Nikola, cautamente resguardado detrás de las columnas de mármol de la ventana, echó una ojeada al exterior, y vio que el capitán de armas, en pie sobre el parapeto, casi sobre el abismo, soplaba la mecha del arcabuz.

—¿Es que no se puede estar en paz en Hussif?

—Todo lo que desees, pero sin esa luz, que está prohibida.

—¿Y por qué razón ha de estarlo? La luz verde jamás perjudicó a nadie. Y es muy agradable conversar a sus inofensivos rayos desde una ventana, cuando no hay sueño. El café de Hussif debe de ser pésimo.

—¿Qué pretendes dar a entender?

—Que no tengo sueño —adujo Nikola, intentando, como se comprende, ganar tiempo, con el objeto de que el almirante pudiera percibir la luz.

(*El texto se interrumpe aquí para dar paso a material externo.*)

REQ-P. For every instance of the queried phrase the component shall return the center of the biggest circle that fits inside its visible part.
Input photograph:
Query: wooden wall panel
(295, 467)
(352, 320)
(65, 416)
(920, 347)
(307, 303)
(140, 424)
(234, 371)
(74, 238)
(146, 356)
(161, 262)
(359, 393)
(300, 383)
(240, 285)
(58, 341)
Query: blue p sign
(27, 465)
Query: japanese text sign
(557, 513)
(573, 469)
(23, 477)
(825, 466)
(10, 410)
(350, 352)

—En tal caso ven a pasear.

—Hay mucha oscuridad.

—¡Sangre cristiana! ¿Deseas que hablemos cuatro palabras cara a cara con nuestros yataganes?

—El mío tiene el filo mellado por haber intentado abrir con él una puerta.

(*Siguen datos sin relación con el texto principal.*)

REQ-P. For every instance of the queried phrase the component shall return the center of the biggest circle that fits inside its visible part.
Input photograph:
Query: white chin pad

—Que te entregue otro uno de tus amigos.

—Están durmiendo y no quisiera interrumpir su sueño para esa menudencia.

—¿Sacas el farol? ¡Bien! ¡Pues ten!

Apuntó con rapidez y abrió fuego. La bala pasó sobre el farol y faltó poco para que no hiriera a Mico. El albanés, enfurecido, apuntó a su vez y disparó. El capitán, alcanzado por la extraordinaria puntería del montañés, giró un par de veces sobre sí mismo, dejó caer el arcabuz, extendió los brazos, abrió las manos y se precipitó al inmenso y sombrío abismo, en cuyas profundidades bramaba el mar. Se oyó un horroroso alarido y después algo semejante a una detonación seca. Sandiak se debía haber estrellado contra una roca.